John Skelton 1460?-1529
English poet, satirist, translator, and playwright. See also John Skelton Poetry Criticism.
Skelton occupies an uneasy place in the history of English literature. He has been called “the greatest English poet to have been born in the fifteenth century” as well as dismissed as a coarse entertainer whose work lacks the depth and complexity of other pre-Renaissance poets. Skelton is best known today for his satirical attacks against the court and clergy in several longs poems and for the poetic form known as the “Skeltonic,” which uses short lines, frequently repeated rhymes, and witticisms to produce lively, forceful, and humorous verse. Skelton was an important figure in his own day, serving as tutor to the future Henry VIII and ranking as one of the most important literary figures at court. He was also a scholar and priest who used allegory and satire to criticize the failings he saw in courtly as well as ecclesiastical circles. Much of Skelton's writing is inaccessible to modern readers because of its arcane allusions and references to contemporary political situations, but modern critics have found much to admire in his poetry because of its complex subject matter and innovative use of language, rhyme, and musical rhythm. Skelton is considered an artist and scholar of wit, originality, and individualism who used humor to great effect to mock contemporary religious and political institutions while presenting to his audience a serious message about Christian morality.
Little is known about Skelton's early life. He was born around 1460 in the north of England, perhaps in Yorkshire. He took a degree from Cambridge University around 1478, and his first poem, Elegy on Edward IV, appeared in 1483. Around 1488 he entered the service of Henry VII. Also around this time he was given the title of “poet laureate” of Oxford; the title of laureate was also conferred on him by the University of Louvain in 1492, and by Cambridge in 1493. During his early years in court Skelton wrote a number of lyrics and short poems and also published translations of Cicero and Diodorus Siculus. His activities at court at first were those of a rhetorician, humanist, and scholar, but around 1494 he was named tutor to Prince Henry (later Henry VIII), a post he held until 1501.
In 1498 Skelton took orders as a clergyman, being ordained first as subdeacon, then deacon, and finally priest of the Abbey of St. Mary Grace. During his years of religious study he composed a number of religious lyrics as well as his most important early work, The Bowge of Courte (c. 1499), a satire of court politics. In 1501 he finished a book on pedagogy, Speculum Principis. In 1501-02 Skelton was involved in a court dispute that led to a brief imprisonment. Two years later he retired from London to the country to become rector at a parish church in Diss, Norfolk. Skelton was apparently a colorful figure in the parish, and a number of stories grew up around him. It was said that he took a mistress, by whom he had a child, which he brought naked to the church for all his parishioners to see. Other stories about Skelton's supposed exploits, in court as well as in the Church, were published after his death in the largely apocryphal The Merry Tales of Skelton, which emphasizes the poet's sharp tongue, ribald manner, and sparkling wit. While at Diss Skelton wrote a great deal of verse, including his most famous “Skeltonic” poetry, characterized by short lines, repeated rhymes, alliteration, repetition, parallelism, and witticisms. Early works in this style include Phillyp Sparowe (c. 1508), Ware the Hauke (c. 1508), and The Tunning of Elinor Rumming (c. 1508).

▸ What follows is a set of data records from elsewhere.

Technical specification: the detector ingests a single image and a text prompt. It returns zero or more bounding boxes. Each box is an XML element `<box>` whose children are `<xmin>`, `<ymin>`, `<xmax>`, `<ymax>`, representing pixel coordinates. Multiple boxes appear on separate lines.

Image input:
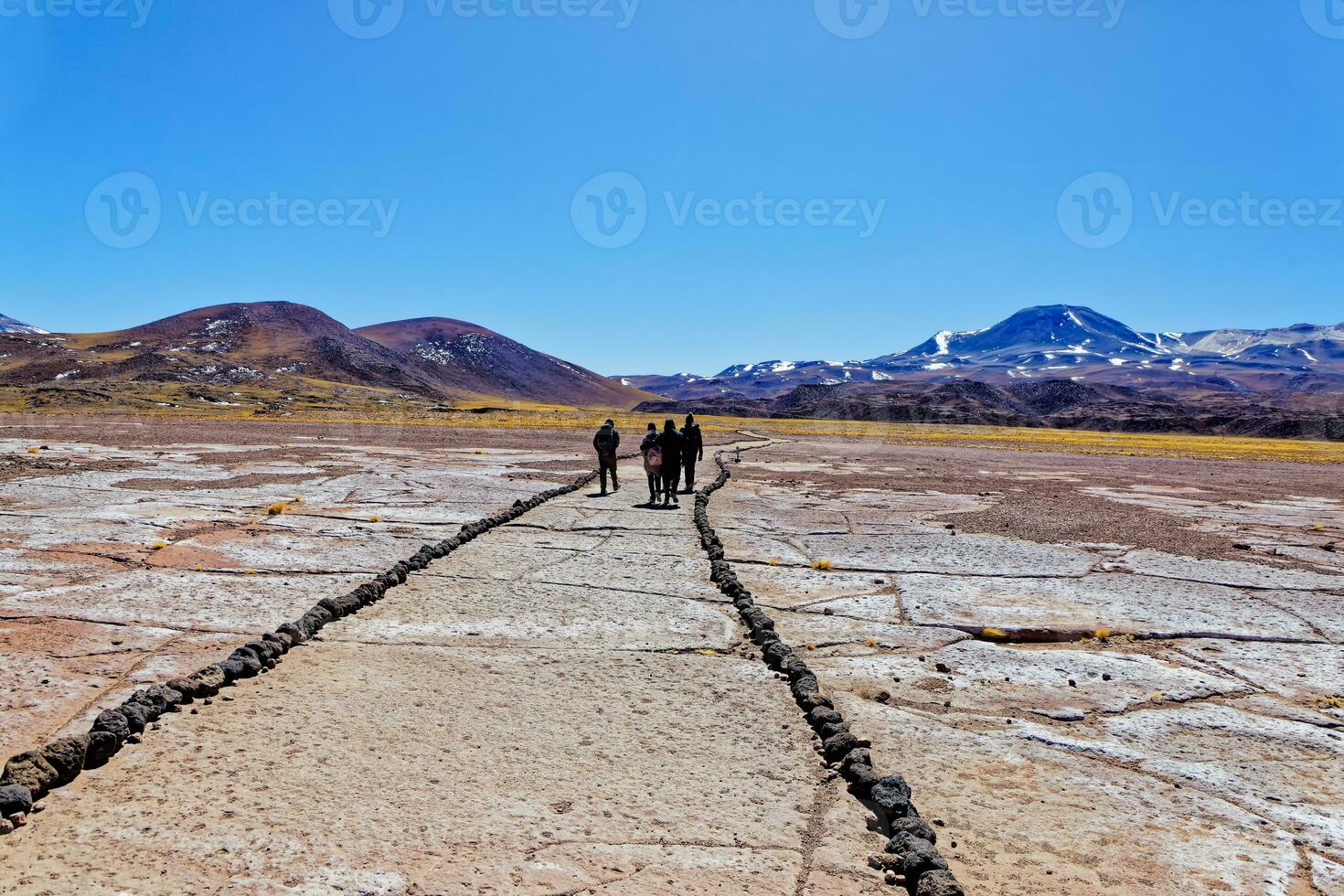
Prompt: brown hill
<box><xmin>0</xmin><ymin>303</ymin><xmax>650</xmax><ymax>409</ymax></box>
<box><xmin>355</xmin><ymin>317</ymin><xmax>652</xmax><ymax>409</ymax></box>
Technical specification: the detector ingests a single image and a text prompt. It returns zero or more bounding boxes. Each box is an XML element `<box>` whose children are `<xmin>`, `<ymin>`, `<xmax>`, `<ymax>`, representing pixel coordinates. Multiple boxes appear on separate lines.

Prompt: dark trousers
<box><xmin>663</xmin><ymin>464</ymin><xmax>681</xmax><ymax>501</ymax></box>
<box><xmin>681</xmin><ymin>454</ymin><xmax>696</xmax><ymax>492</ymax></box>
<box><xmin>597</xmin><ymin>454</ymin><xmax>621</xmax><ymax>492</ymax></box>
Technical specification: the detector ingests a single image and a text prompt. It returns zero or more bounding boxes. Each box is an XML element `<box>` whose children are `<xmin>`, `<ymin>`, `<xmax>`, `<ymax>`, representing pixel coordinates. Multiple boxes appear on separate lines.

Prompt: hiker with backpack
<box><xmin>640</xmin><ymin>423</ymin><xmax>663</xmax><ymax>507</ymax></box>
<box><xmin>658</xmin><ymin>419</ymin><xmax>681</xmax><ymax>507</ymax></box>
<box><xmin>681</xmin><ymin>414</ymin><xmax>704</xmax><ymax>495</ymax></box>
<box><xmin>592</xmin><ymin>421</ymin><xmax>621</xmax><ymax>495</ymax></box>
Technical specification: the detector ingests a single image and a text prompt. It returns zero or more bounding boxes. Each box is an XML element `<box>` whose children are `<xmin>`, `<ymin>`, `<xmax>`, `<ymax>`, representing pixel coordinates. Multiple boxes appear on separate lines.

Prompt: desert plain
<box><xmin>0</xmin><ymin>412</ymin><xmax>1344</xmax><ymax>896</ymax></box>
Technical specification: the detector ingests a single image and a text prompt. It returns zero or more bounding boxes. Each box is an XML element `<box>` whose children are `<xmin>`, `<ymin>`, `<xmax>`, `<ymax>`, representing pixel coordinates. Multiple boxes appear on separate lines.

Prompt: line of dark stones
<box><xmin>0</xmin><ymin>473</ymin><xmax>597</xmax><ymax>834</ymax></box>
<box><xmin>695</xmin><ymin>449</ymin><xmax>965</xmax><ymax>896</ymax></box>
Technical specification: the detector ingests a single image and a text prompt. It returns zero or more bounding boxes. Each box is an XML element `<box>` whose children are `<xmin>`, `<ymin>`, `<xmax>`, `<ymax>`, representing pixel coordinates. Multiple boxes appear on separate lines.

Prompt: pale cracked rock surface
<box><xmin>0</xmin><ymin>418</ymin><xmax>586</xmax><ymax>756</ymax></box>
<box><xmin>0</xmin><ymin>423</ymin><xmax>1344</xmax><ymax>896</ymax></box>
<box><xmin>0</xmin><ymin>430</ymin><xmax>838</xmax><ymax>893</ymax></box>
<box><xmin>709</xmin><ymin>439</ymin><xmax>1344</xmax><ymax>896</ymax></box>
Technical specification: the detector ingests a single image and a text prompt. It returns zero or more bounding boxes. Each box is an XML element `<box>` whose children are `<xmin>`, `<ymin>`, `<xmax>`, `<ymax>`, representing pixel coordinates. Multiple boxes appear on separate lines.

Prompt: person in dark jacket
<box><xmin>681</xmin><ymin>414</ymin><xmax>704</xmax><ymax>495</ymax></box>
<box><xmin>640</xmin><ymin>423</ymin><xmax>663</xmax><ymax>507</ymax></box>
<box><xmin>592</xmin><ymin>421</ymin><xmax>621</xmax><ymax>495</ymax></box>
<box><xmin>658</xmin><ymin>421</ymin><xmax>681</xmax><ymax>507</ymax></box>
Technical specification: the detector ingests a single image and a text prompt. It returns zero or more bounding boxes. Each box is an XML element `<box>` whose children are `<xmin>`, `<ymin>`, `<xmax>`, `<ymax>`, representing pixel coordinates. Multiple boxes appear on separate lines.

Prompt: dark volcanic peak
<box><xmin>0</xmin><ymin>315</ymin><xmax>47</xmax><ymax>335</ymax></box>
<box><xmin>874</xmin><ymin>305</ymin><xmax>1172</xmax><ymax>366</ymax></box>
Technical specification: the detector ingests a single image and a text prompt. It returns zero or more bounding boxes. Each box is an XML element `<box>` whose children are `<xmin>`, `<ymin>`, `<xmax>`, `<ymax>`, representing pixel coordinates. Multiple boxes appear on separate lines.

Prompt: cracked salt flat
<box><xmin>711</xmin><ymin>443</ymin><xmax>1344</xmax><ymax>896</ymax></box>
<box><xmin>0</xmin><ymin>430</ymin><xmax>569</xmax><ymax>755</ymax></box>
<box><xmin>0</xmin><ymin>445</ymin><xmax>822</xmax><ymax>893</ymax></box>
<box><xmin>815</xmin><ymin>641</ymin><xmax>1252</xmax><ymax>715</ymax></box>
<box><xmin>895</xmin><ymin>573</ymin><xmax>1320</xmax><ymax>641</ymax></box>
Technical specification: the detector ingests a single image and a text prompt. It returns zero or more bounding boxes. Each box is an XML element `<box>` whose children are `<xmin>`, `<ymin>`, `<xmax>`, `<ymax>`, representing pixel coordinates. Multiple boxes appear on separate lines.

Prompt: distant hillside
<box><xmin>0</xmin><ymin>303</ymin><xmax>649</xmax><ymax>409</ymax></box>
<box><xmin>625</xmin><ymin>305</ymin><xmax>1344</xmax><ymax>399</ymax></box>
<box><xmin>355</xmin><ymin>317</ymin><xmax>650</xmax><ymax>407</ymax></box>
<box><xmin>0</xmin><ymin>315</ymin><xmax>47</xmax><ymax>333</ymax></box>
<box><xmin>635</xmin><ymin>379</ymin><xmax>1344</xmax><ymax>439</ymax></box>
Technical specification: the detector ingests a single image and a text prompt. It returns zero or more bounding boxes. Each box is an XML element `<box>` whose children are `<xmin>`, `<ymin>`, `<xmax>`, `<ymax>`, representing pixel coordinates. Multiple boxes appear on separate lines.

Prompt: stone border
<box><xmin>0</xmin><ymin>473</ymin><xmax>598</xmax><ymax>834</ymax></box>
<box><xmin>695</xmin><ymin>444</ymin><xmax>965</xmax><ymax>896</ymax></box>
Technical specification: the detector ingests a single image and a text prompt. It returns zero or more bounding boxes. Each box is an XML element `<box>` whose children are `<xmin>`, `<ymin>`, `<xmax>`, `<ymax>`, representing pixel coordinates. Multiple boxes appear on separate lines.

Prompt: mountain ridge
<box><xmin>0</xmin><ymin>301</ymin><xmax>652</xmax><ymax>409</ymax></box>
<box><xmin>624</xmin><ymin>305</ymin><xmax>1344</xmax><ymax>399</ymax></box>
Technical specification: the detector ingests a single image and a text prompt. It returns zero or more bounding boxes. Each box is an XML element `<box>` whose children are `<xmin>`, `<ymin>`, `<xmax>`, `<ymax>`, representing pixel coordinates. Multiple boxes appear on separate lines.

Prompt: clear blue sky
<box><xmin>0</xmin><ymin>0</ymin><xmax>1344</xmax><ymax>373</ymax></box>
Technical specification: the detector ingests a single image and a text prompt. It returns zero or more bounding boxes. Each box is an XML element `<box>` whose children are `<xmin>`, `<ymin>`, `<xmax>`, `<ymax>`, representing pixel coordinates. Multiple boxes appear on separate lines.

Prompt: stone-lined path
<box><xmin>0</xmin><ymin>445</ymin><xmax>875</xmax><ymax>893</ymax></box>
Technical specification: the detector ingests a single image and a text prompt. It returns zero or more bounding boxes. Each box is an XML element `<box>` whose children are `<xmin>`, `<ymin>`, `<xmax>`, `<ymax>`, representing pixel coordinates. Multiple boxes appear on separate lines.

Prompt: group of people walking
<box><xmin>592</xmin><ymin>414</ymin><xmax>704</xmax><ymax>507</ymax></box>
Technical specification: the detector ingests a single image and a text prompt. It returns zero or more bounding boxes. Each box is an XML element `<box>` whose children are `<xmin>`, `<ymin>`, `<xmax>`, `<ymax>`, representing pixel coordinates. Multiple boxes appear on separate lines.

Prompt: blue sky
<box><xmin>0</xmin><ymin>0</ymin><xmax>1344</xmax><ymax>373</ymax></box>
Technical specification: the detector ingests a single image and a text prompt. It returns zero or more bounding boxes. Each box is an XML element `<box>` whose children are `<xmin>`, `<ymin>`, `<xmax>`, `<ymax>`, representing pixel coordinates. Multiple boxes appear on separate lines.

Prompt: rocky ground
<box><xmin>0</xmin><ymin>418</ymin><xmax>1344</xmax><ymax>896</ymax></box>
<box><xmin>712</xmin><ymin>442</ymin><xmax>1344</xmax><ymax>893</ymax></box>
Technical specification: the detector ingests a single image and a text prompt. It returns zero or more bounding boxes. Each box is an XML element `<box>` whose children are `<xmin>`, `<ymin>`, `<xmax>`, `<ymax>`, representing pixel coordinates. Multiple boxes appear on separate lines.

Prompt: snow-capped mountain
<box><xmin>0</xmin><ymin>315</ymin><xmax>47</xmax><ymax>336</ymax></box>
<box><xmin>629</xmin><ymin>305</ymin><xmax>1344</xmax><ymax>399</ymax></box>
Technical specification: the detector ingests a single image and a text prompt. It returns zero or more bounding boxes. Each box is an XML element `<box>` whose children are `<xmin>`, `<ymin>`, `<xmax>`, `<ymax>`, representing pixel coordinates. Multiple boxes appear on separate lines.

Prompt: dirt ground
<box><xmin>0</xmin><ymin>416</ymin><xmax>1344</xmax><ymax>896</ymax></box>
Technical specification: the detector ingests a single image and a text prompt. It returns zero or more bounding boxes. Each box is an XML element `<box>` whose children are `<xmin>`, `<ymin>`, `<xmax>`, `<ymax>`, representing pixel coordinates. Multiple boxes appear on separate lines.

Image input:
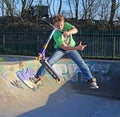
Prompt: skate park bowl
<box><xmin>0</xmin><ymin>55</ymin><xmax>120</xmax><ymax>117</ymax></box>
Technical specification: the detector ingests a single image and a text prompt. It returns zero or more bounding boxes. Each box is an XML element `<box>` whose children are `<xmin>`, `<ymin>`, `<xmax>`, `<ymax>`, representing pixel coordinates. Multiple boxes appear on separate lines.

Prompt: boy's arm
<box><xmin>61</xmin><ymin>41</ymin><xmax>87</xmax><ymax>51</ymax></box>
<box><xmin>63</xmin><ymin>26</ymin><xmax>78</xmax><ymax>37</ymax></box>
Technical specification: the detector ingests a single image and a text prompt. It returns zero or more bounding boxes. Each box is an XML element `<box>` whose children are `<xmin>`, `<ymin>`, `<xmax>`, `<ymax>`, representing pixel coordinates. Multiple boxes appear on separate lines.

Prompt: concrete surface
<box><xmin>0</xmin><ymin>56</ymin><xmax>120</xmax><ymax>117</ymax></box>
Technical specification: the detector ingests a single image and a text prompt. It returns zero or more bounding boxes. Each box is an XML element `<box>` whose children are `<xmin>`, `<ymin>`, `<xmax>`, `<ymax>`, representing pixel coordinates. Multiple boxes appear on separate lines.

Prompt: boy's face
<box><xmin>54</xmin><ymin>21</ymin><xmax>64</xmax><ymax>31</ymax></box>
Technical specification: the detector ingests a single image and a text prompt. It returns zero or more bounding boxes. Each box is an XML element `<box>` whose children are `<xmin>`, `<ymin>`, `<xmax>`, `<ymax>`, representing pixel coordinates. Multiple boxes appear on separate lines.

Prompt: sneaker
<box><xmin>56</xmin><ymin>79</ymin><xmax>61</xmax><ymax>84</ymax></box>
<box><xmin>30</xmin><ymin>77</ymin><xmax>41</xmax><ymax>84</ymax></box>
<box><xmin>88</xmin><ymin>78</ymin><xmax>99</xmax><ymax>89</ymax></box>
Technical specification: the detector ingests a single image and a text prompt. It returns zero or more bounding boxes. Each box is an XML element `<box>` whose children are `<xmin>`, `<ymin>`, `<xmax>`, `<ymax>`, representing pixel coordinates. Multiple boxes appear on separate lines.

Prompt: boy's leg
<box><xmin>68</xmin><ymin>50</ymin><xmax>98</xmax><ymax>88</ymax></box>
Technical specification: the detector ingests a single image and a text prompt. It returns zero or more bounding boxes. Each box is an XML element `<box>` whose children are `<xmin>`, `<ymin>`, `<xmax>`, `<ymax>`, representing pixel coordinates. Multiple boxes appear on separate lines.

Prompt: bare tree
<box><xmin>47</xmin><ymin>0</ymin><xmax>52</xmax><ymax>17</ymax></box>
<box><xmin>75</xmin><ymin>0</ymin><xmax>79</xmax><ymax>20</ymax></box>
<box><xmin>58</xmin><ymin>0</ymin><xmax>62</xmax><ymax>14</ymax></box>
<box><xmin>109</xmin><ymin>0</ymin><xmax>116</xmax><ymax>27</ymax></box>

In 1512 Skelton returned to court, where he was named King's Orator—court poet and rhetorician—by his former pupil Henry VIII; it is said that he flaunted this status as court poet for the rest of his life. Also during this time he dedicated a number of works to the king and wrote several poems on the defeat of the French and the Scots. In 1516 Skelton began the first of this attacks against Cardinal Wolsey, who had become Archbishop of York in 1514 and who exerted enormous—and many feared dangerous—influence on the king. Skelton's only surviving dramatic work, Magnyfycence, written around 1516, is an allegory of the current political situation and is highly critical of Wolsey. In 1518 Skelton moved to a house in the sanctuary of Westminster, where he continued his attacks on Wolsey in Speke, Parrot (c. 1521), Collyn Cloute (c. 1522), and Why Come Ye Nat to Courte (c. 1522-23). However, after 1523 Skelton discontinued his attacks, perhaps because the cardinal had the poet briefly imprisoned. All Skelton's poems after this point are complimentary to the prelate, and the apologetic and autobiographical Garlande of Laurell (1523) includes praises of his former enemy. Skelton's last poem, A Replycacion (c. 1528), is a rebuke of two Cambridge graduates for succumbing to heretical opinions. The trial of one of the two young men took place near Skelton's home, and Skelton was likely present when it was held. Skelton was also a witness at a similar trial the following year. Skelton died peacefully in 1529 and was buried in St. Margaret's Church in Westminster.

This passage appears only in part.